Create a fully functional Information Retrieval System, including Indexing, Interactive Query Mode, Ranking and Evaluation.
Start the system by typing
python airs-1.0.0.py [OPTIONS]
If you don't specify any options, the systems runs in an empty run without indexing any documents. Please specify the number of documents you want to index and evaluate on using -rand or -rank.
You may specify several flags to individualize your indexing and evaluation:
python airs-1.0.0.py [-c PATH] [-rand N] [-rank N] [-s] [-p] [-e SYSTEM] [-i] [--version] [-h]
Specify a path for corpus files. Default is ./amazon_reviews
Specify a number of randomized documents used for the inverted index.
Specify the number of documents which should be ranked.
The selection will start at the document with index 0; the specified number is the excluded upper bound. For example for the first 2000 documents to index and rank, give -rank 2000.
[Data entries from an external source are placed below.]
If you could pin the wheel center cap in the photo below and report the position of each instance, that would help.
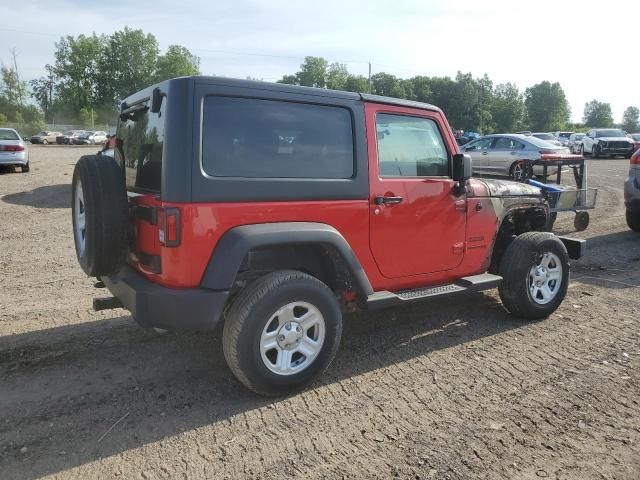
(289, 335)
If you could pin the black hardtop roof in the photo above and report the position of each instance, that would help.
(280, 87)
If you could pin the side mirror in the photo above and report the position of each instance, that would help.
(462, 168)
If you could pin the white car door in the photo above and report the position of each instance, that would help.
(478, 151)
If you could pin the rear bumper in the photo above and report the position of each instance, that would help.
(14, 159)
(616, 151)
(576, 247)
(153, 305)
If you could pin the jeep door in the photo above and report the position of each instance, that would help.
(417, 222)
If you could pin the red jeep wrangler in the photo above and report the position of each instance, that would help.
(277, 207)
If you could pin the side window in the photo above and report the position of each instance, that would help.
(482, 144)
(410, 147)
(253, 138)
(503, 143)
Activate this flag if you want to store the inverted index into a pickle file.
Activate this flag if you wish to read the inverted index from a stored pickle file. This only works if there is an existing inverted index pickle file.
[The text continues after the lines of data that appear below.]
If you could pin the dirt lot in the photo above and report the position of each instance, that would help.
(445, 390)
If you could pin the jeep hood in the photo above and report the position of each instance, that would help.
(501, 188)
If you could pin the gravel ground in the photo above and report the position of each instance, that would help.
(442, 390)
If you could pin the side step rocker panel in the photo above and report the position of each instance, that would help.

Specify which system you would like to evaluate. Type -e bool to evaluate the boolean system, -e tfidf to evaluate the TF-IDF system and -e prox to evaluate the proximity system. The default is -e tfidf.
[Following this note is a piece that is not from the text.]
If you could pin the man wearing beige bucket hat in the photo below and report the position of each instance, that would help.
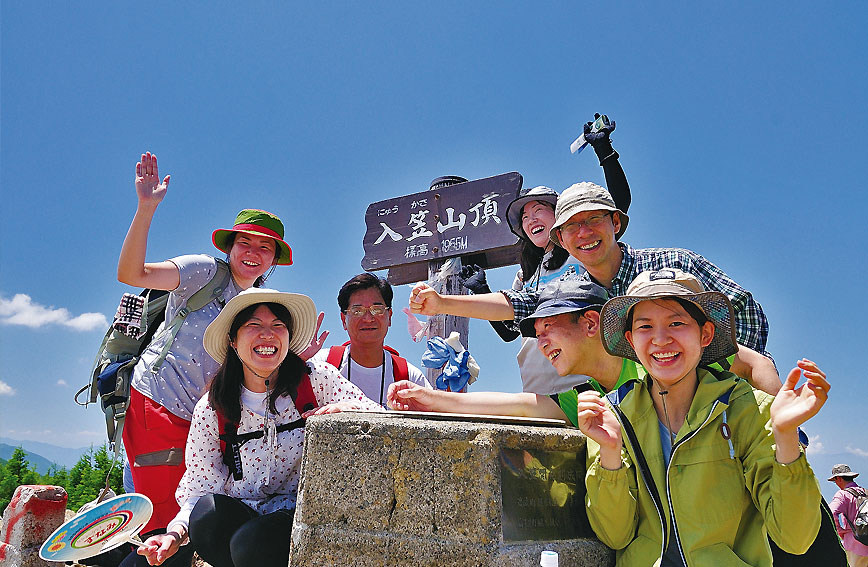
(589, 225)
(844, 506)
(687, 465)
Activate this flag if you want to start an interactive session. This works together with all flags.
You can use the -e flag to specify how the result for the query should be ranked. Hence in this case the -e flag will not give an evaluation but the system used for ranking for the interactive session. The default of -e is tfidf. -e bool will return all found documents, -e tfidf and -e prox will return the 10 highest ranked documents.
You are asked to enter a query and will get the result displayed in the terminal.
Shows the version number.
Shows information about the different flags and their usage.
The used data base is a collection of 10,000 Amazon reviews, stored in /amazon_reviews
Main class, running the system and combine the different modules of the code.
Reading in the source files and providing the content as a string.
A simple tokenizer that gets a document as input and tokenizes it.
Class to represent a document, storing tokens, document length etc.
Class for representing a token, containing string, string length etc.
Class for representing a term, including pointers to the postings lists, normalizing of terms and storing the terms on disk in an efficient way using folder structures.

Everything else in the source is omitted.